Artificial Intelligence / Machine Learning
Augmented Reality / Virtual Reality
Automotive / Transportation Services
Blockchain
Internet of Things / Connected Devices
Smart Home
Software / Web Services
Wireless

The deadline is tomorrow. How many patent trolls will pick up patents in there? How many can be voided by Section 101?

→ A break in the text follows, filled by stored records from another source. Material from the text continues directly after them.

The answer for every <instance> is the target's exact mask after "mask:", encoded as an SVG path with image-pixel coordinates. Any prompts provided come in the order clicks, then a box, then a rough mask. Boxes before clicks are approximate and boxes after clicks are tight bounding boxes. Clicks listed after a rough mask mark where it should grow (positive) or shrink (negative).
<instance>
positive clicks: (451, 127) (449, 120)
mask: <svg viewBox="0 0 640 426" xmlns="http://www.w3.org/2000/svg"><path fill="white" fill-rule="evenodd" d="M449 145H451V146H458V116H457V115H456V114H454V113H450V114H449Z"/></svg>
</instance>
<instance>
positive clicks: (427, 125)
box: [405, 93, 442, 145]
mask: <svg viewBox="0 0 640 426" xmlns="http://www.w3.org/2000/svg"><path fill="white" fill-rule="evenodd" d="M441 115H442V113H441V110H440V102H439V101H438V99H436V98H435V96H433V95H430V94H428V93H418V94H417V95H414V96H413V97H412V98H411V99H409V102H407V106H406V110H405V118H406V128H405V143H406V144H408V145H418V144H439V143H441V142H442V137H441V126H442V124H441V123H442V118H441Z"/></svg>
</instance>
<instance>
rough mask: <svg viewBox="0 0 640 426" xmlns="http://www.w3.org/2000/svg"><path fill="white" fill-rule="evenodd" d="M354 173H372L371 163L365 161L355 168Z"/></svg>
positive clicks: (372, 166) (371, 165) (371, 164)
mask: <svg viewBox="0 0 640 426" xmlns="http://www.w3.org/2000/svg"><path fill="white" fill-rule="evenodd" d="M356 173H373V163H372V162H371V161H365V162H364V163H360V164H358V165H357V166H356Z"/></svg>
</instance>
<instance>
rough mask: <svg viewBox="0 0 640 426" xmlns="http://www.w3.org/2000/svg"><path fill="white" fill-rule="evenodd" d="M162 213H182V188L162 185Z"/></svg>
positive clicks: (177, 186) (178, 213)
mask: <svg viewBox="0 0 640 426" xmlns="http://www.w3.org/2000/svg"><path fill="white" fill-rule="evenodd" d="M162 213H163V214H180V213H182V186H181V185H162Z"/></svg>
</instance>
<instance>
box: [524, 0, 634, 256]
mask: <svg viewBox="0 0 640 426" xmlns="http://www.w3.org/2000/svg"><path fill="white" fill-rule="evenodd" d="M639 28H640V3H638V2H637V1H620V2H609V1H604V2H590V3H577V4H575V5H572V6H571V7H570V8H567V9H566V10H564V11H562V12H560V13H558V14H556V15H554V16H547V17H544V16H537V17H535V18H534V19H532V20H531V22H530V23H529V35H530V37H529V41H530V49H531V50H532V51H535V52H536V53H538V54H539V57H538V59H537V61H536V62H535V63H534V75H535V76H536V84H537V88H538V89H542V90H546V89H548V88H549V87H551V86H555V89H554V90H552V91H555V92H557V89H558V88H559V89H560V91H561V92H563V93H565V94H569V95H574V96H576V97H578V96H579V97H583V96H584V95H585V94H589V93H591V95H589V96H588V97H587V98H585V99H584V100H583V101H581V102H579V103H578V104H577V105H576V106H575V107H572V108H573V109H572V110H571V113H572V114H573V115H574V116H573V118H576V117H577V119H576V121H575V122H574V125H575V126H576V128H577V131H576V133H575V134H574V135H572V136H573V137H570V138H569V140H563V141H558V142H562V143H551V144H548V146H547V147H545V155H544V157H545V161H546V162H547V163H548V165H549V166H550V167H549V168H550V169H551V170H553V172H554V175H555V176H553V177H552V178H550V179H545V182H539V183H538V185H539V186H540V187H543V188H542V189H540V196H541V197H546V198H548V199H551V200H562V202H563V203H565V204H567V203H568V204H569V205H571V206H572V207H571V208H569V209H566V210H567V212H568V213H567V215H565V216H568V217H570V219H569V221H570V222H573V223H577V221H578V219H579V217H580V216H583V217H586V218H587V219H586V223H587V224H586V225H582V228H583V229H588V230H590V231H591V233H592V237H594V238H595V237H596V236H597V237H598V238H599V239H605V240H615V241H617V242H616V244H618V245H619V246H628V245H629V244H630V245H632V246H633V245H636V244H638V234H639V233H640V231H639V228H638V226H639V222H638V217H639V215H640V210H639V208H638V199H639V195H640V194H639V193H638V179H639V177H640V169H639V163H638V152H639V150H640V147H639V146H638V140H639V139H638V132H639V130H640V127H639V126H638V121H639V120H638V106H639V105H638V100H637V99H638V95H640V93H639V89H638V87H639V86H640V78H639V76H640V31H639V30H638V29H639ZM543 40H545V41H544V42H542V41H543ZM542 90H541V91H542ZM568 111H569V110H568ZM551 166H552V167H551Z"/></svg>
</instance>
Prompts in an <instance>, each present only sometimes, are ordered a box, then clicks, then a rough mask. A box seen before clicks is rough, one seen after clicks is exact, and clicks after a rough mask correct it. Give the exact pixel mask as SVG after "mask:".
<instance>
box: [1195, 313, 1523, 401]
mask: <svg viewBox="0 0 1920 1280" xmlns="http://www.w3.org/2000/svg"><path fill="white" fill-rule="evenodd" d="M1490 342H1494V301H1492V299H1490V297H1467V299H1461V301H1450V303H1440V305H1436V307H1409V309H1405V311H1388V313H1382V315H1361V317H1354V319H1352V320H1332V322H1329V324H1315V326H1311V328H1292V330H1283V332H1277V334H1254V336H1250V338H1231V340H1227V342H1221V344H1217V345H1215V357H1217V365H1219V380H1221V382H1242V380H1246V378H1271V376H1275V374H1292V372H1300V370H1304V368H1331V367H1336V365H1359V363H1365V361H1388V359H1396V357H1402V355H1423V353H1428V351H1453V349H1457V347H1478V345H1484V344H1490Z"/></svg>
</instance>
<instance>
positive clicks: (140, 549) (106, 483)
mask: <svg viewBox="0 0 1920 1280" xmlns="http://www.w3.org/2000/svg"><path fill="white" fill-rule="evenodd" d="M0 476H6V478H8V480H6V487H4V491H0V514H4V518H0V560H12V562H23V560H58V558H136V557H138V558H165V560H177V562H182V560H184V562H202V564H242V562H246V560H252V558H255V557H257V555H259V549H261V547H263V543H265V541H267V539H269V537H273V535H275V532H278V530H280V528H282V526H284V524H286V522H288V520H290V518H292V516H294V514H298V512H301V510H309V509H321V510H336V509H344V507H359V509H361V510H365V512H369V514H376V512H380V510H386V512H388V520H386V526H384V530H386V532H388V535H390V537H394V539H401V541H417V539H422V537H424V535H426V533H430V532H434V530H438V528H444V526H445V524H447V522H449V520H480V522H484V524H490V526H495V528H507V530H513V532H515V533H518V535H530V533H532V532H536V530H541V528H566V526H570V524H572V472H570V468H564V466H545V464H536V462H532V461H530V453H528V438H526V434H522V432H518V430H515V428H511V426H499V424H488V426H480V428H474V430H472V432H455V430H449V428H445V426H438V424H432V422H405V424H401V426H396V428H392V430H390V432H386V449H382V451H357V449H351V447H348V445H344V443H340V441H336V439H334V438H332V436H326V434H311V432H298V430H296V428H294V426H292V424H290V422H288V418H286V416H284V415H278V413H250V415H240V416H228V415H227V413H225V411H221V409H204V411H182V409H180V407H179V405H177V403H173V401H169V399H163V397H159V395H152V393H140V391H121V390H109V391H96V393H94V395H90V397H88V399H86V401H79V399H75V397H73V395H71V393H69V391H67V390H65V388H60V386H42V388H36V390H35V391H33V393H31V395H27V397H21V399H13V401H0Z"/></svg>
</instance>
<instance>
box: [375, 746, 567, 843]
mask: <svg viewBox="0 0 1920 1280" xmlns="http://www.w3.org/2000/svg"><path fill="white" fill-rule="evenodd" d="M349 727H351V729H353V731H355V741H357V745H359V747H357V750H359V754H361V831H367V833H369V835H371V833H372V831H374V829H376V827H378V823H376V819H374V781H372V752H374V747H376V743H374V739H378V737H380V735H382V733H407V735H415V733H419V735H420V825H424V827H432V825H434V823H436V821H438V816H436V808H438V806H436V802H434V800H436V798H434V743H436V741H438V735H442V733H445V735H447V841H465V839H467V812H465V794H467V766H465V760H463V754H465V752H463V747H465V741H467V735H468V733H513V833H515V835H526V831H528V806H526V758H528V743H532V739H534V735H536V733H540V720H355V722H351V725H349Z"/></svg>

Watchtroll’s guest writer, Alex Poltorak, wrote on July 12th about US patent number 10 million, which is likely bunk/bogus as per Section 101. To quote:

Last month, the U.S. Patent Office issued patent number 10,000,000. This historic occasion calls for rethinking our patent system and the future of American innovation.

In the past, such an event would have been a cause for celebration, a testimony to our ingenuity. Back then, patents were valuable assets, protecting and incentivizing innovation. A valid patent gave its owner the right to stop infringers in their tracks. Unfortunately, that is no longer the case.

Yes, not because of “bad courts” but because of bad patents — patents that should never have been granted, right? That silly celebration of 10 million patents could also be seen in Sioux Falls Argus Leader two days ago, courtesy of “Jeffrey Proehl [who] is a registered patent attorney with Woods, Fuller, Shultz & Smith P.C. in Sioux Falls.” Obviously he’s just marketing himself. It’s not really journalism, it’s PR.

“How many patent trolls will pick up patents in there? How many can be voided by Section 101?”Thankfully, software patents and other abstract patents have lost their ‘teeth; it’s like they are zombies or just “dead” (the term used by patent maximalists) because the Patent Trial and Appeal Board (PTAB) belatedly applies the law through inter partes reviews (IPRs). Here’s a new example of it, just published by Law 360:

PTAB Nixes 2 Customer Service Software Patents

The Patent Trial and Appeal Board has struck down two patents covering customer service software, finding that a California-based company’s patents are invalid as obvious.

In two final written decisions issued Monday, the PTAB ruled that tech company LivePerson Inc. had shown that 17 claims across two patents owned by rival [24]7.ai. Inc., formerly known as 24/7 Customer Inc., are both rendered obvious by a combination of earlier inventions.

Might this be a cautionary tale for those who still pursue software patents because the patent maximalists ‘pull a Berkheimer‘ or speak of the fictitious “Berkheimer Effect”? As we’ve shown here many times before, Berkheimer has not had a profound effect. Iancu the Trump appointee attempted to use it to weaken PTAB, but virtually nothing has changed. Denver Business Journal has just reported that he spoke in Denver, but other than that he has been keeping a really low profile lately. Ellie Mertens, a writer for the patent maximalists’ media, says that Berkheimer did have an effect, but her article is behind a paywall, so we’re unable to see what source or data she’s citing. The summary says:

New data reveals that findings of invalidity and the success of 101-based motions to dismiss have dropped since Berkheimer, the most important subject matter eligibility case of 2018

It’s only “the most important” in the eyes of patent maximalists who attempted to exploit it for their personal agenda (as did Iancu). Unless we actually see some hard data to support the above hypothesis, we’ll just continue to assume that Alice, together with TC Heartland and Oil States (also this year; far more important than Berkheimer), mean that software patents are bunk, courts that tolerate such patents are less accessible, and PTAB is free to invalidate them, based on the latter two decisions from SCOTUS, respectively. Berkheimer is just one among many Federal Circuit decisions.